LinkedIn’s business model is to charge money for information that users give them for free.
To advertise the availability of such information, they rely on Google for search indexing. Google’s web crawlers only index what they see, so LinkedIn’s servers disable login checks when a page request appears to come from Google.
Digital publications do this too. NY Times, Wall St Journal, Economist. Paywalls come down when Google crawlers arrive. The sites even disable ads to give Googlebot faster page downloads.
If you optimize your site experience for search engine bots, don’t be surprised when your website attracts a lot of bots.
Last week, LinkedIn filed a lawsuit against a hundred anonymous bots. Apparently people were renting cloud computing services from Google, and then running bots to collect LinkedIn user profiles. Because the bots made requests from Google’s servers, LinkedIn mistook them for Google’s web crawler :
Don’t you hate it when you leave the backdoor open for a trusted third party, only to have unwelcome guests invite themselves inside?
This isn’t the first time LinkedIn tried to stop profile-pulling bots. They filed a similar lawsuit two years ago, against bots running on Amazon’s cloud. The result was that LinkedIn identified a single defendant and settled the case for $40,000, an amount that doesn’t even begin to cover the “hundreds of hours of employee time” that LinkedIn spent investigating the bot activity .
The lawsuits are a losing battle. Anyone can run a bot to pull LinkedIn data. A Github search for “LinkedIn scraper” returns sixty open-source tools advertising this exact functionality.

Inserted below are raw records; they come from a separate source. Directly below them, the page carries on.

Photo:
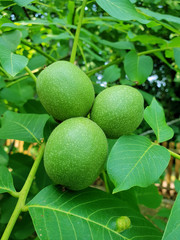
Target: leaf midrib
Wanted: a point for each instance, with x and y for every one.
(137, 162)
(78, 216)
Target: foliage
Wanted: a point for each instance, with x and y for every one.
(130, 42)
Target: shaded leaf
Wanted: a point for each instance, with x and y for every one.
(172, 230)
(154, 116)
(19, 93)
(122, 10)
(25, 127)
(6, 181)
(25, 223)
(136, 161)
(138, 68)
(61, 215)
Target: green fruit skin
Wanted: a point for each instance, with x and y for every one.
(75, 153)
(118, 110)
(65, 90)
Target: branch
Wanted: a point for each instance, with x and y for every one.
(23, 195)
(52, 59)
(73, 54)
(95, 70)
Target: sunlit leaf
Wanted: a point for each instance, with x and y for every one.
(154, 116)
(86, 214)
(122, 10)
(136, 161)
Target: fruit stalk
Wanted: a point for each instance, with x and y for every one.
(31, 74)
(23, 195)
(74, 49)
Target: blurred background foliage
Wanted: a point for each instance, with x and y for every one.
(50, 26)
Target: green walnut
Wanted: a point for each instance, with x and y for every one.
(118, 110)
(75, 153)
(65, 90)
(123, 223)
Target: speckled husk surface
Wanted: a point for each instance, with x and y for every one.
(65, 90)
(118, 110)
(75, 153)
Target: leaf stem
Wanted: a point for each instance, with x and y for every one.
(95, 70)
(31, 74)
(105, 181)
(74, 49)
(29, 44)
(175, 155)
(6, 73)
(14, 194)
(23, 195)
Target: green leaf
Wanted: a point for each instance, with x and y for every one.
(86, 214)
(118, 45)
(154, 116)
(160, 16)
(175, 42)
(172, 230)
(138, 68)
(21, 165)
(25, 127)
(177, 56)
(4, 158)
(19, 93)
(10, 40)
(112, 73)
(23, 3)
(122, 10)
(3, 107)
(6, 181)
(148, 39)
(34, 106)
(148, 196)
(11, 62)
(136, 161)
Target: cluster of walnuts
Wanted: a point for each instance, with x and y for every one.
(76, 150)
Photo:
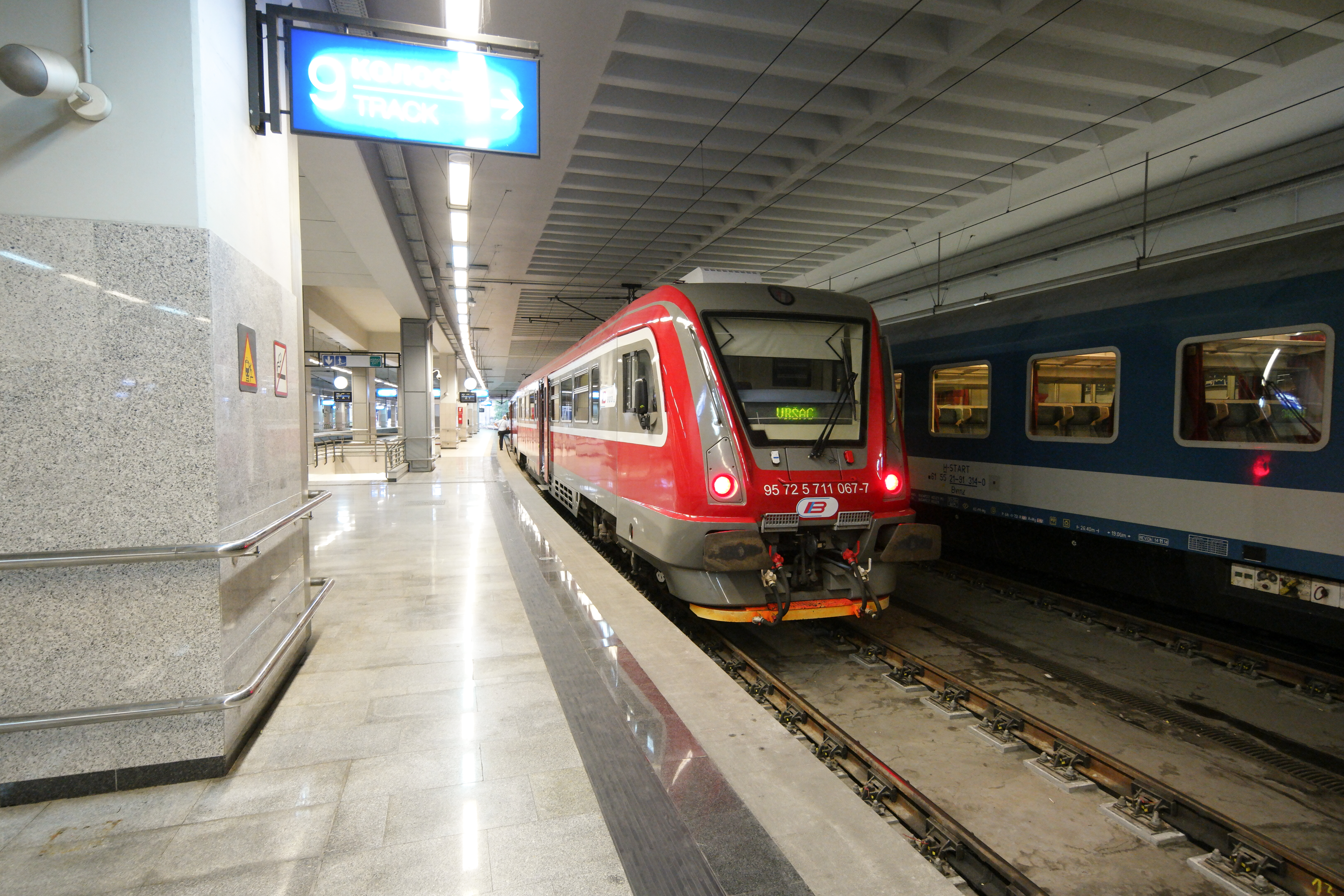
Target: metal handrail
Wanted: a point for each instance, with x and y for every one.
(127, 711)
(97, 557)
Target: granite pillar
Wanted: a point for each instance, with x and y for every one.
(417, 394)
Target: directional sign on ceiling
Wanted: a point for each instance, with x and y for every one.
(351, 86)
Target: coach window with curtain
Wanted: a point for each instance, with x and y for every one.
(960, 401)
(1073, 397)
(1265, 389)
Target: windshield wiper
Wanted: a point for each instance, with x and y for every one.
(821, 445)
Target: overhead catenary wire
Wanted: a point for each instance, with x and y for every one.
(691, 152)
(1017, 162)
(850, 152)
(763, 142)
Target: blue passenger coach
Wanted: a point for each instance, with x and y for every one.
(1164, 435)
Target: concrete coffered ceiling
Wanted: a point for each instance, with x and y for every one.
(818, 140)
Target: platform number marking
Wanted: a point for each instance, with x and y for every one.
(247, 359)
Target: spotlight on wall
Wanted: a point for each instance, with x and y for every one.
(44, 74)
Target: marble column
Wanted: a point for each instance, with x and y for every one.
(362, 417)
(123, 291)
(448, 436)
(416, 394)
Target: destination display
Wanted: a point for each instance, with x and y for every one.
(353, 86)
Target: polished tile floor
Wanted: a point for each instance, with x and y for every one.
(420, 750)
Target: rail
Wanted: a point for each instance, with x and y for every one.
(162, 554)
(393, 452)
(124, 712)
(936, 835)
(1257, 664)
(1294, 872)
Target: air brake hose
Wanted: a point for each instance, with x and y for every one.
(782, 606)
(853, 559)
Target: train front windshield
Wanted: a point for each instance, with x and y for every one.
(795, 377)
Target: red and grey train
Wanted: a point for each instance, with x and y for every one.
(740, 438)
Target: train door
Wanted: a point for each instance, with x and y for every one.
(544, 428)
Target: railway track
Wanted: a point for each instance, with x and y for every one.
(1241, 859)
(1318, 684)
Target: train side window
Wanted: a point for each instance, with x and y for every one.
(1267, 389)
(596, 396)
(636, 366)
(898, 391)
(960, 401)
(580, 414)
(1073, 396)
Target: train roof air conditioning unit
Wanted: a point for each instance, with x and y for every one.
(720, 276)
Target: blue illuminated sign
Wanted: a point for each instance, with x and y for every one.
(351, 86)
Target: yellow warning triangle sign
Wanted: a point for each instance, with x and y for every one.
(249, 369)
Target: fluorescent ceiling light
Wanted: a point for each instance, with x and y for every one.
(463, 15)
(26, 261)
(460, 182)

Each repository has dozens of contributors and followers, and I bet the closed-source tools do even better.
This is what happens when you make exceptions for a “whitelisted partner”. On the internet, any loophole inevitably turns into open access. Remember that time LinkedIn suffered a data leak, and 117 million users had their passwords and personal information stolen and sold on the black market?
So, LinkedIn, how does unauthorized access feel now?
1. LinkedIn Corporation vs. Does, 1 through 100 inclusive, No. 5:16-cv-4463 (US District Court, Aug. 8, 2016)
2. LinkedIn Corporation v. Robocog Inc, No. C14-00068, (US District Court, Mar. 27, 2014)